Livros de R$ 115 cada acumulados em depósito
Durante vistoria nas redes de ensino, o TCE-MT encontrou mais de 16.800 exemplares de livros de Educação Financeira armazenados sem utilidade na rede municipal de Cuiabá. Cada volume foi adquirido por R$ 115, o que representa, apenas neste lote, um gasto de cerca de R$ 1,9 milhão aos cofres públicos.
O problema, segundo o TCE, é que a rede municipal de Cuiabá não possui disciplina específica de Educação Financeira no currículo e não conta com professores capacitados para ministrar o conteúdo. Os livros foram comprados sem demanda real ou estrutura para utilizá-los. "Quero saber quanto dinheiro foi jogado fora?", questionou o conselheiro Sérgio Ricardo, presidente do TCE-MT, durante a vistoria — conforme reportagem do VGN Notícias.
O Tribunal também identificou erros de português nos materiais didáticos sob suspeita, o que indica que os contratos de aquisição podem não ter passado por critérios técnicos mínimos de qualidade.
Contratos de R$ 80 milhões serão analisados
A investigação vai além dos livros de Educação Financeira. Conforme informou o TCE-MT, os contratos firmados para aquisição de materiais didáticos — tanto na rede municipal de Cuiabá quanto na rede estadual gerida pela Seduc-MT — somam mais de R$ 80 milhões e serão analisados em detalhes pelo Tribunal.
A fiscalização irá verificar os critérios adotados nas compras, a real entrega dos materiais e os resultados obtidos com os investimentos públicos. A investigação ganhou dimensão estadual após alegações de irregularidades que vieram à tona em meio a um embate entre o prefeito de Cuiabá e um ex-secretário municipal de Educação.
Possível manipulação nos dados do IDEB
Além das compras de materiais, o TCE-MT determinou uma análise detalhada dos indicadores educacionais apresentados pela Seduc-MT. O conselheiro Sérgio Ricardo afirmou que há "possibilidade de que houve manipulação nessa melhoria do IDEB" — o Índice de Desenvolvimento da Educação Básica, principal termômetro de qualidade do ensino público no Brasil.
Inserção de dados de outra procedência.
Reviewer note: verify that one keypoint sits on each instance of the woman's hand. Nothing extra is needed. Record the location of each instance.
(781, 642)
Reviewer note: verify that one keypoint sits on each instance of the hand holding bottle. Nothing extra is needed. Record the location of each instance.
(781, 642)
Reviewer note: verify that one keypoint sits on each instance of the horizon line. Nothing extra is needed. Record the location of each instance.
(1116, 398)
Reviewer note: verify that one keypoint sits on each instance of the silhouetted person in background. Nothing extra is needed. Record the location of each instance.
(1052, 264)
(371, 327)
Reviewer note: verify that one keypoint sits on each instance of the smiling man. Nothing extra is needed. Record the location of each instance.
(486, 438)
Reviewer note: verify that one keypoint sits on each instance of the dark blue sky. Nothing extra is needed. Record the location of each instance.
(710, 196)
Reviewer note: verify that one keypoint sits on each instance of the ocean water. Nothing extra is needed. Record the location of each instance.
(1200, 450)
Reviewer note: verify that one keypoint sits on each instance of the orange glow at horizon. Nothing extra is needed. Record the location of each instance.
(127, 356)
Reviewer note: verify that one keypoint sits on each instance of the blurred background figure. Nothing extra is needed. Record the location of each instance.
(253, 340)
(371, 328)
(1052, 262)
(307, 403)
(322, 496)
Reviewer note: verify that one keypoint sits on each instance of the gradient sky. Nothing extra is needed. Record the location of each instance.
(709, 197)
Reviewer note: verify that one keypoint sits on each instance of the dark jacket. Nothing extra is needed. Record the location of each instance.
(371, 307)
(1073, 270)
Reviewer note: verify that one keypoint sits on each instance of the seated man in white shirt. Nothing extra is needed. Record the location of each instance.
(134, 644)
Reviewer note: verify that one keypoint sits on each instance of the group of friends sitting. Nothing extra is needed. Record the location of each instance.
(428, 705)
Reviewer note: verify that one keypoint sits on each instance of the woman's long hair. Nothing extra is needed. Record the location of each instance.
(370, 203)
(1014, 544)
O IDEB é calculado com base em dados de aprovação escolar e no desempenho dos alunos no Saeb (Sistema de Avaliação da Educação Básica). Para o TCE-MT, serão analisados todos os critérios utilizados na composição do índice para verificar se os avanços divulgados pelo estado refletem melhorias reais no ensino.
O que isso muda para professores de Mato Grosso
Para os professores da rede pública de Mato Grosso, os desdobramentos dessas investigações têm implicações diretas. O IDEB pode ser utilizado como parâmetro para avaliação de desempenho das escolas e, em alguns estados, está vinculado a benefícios salariais e metas funcionais dos docentes. Se os dados tiverem sido manipulados, a avaliação do trabalho dos professores pode estar distorcida sem que eles saibam.
Além disso, recursos gastos em materiais que acumulam poeira em depósitos são recursos que deixam de chegar à formação continuada dos docentes, à estrutura das salas de aula e ao pagamento de salários. A fiscalização do TCE-MT pode resultar em ressarcimento ao erário e em maior rigor nas próximas licitações de materiais educacionais em MT.
O TCE-MT ainda não divulgou prazo para a conclusão das investigações. Professores e entidades sindicais da categoria podem acompanhar os desdobramentos no portal oficial do Tribunal de Contas de Mato Grosso.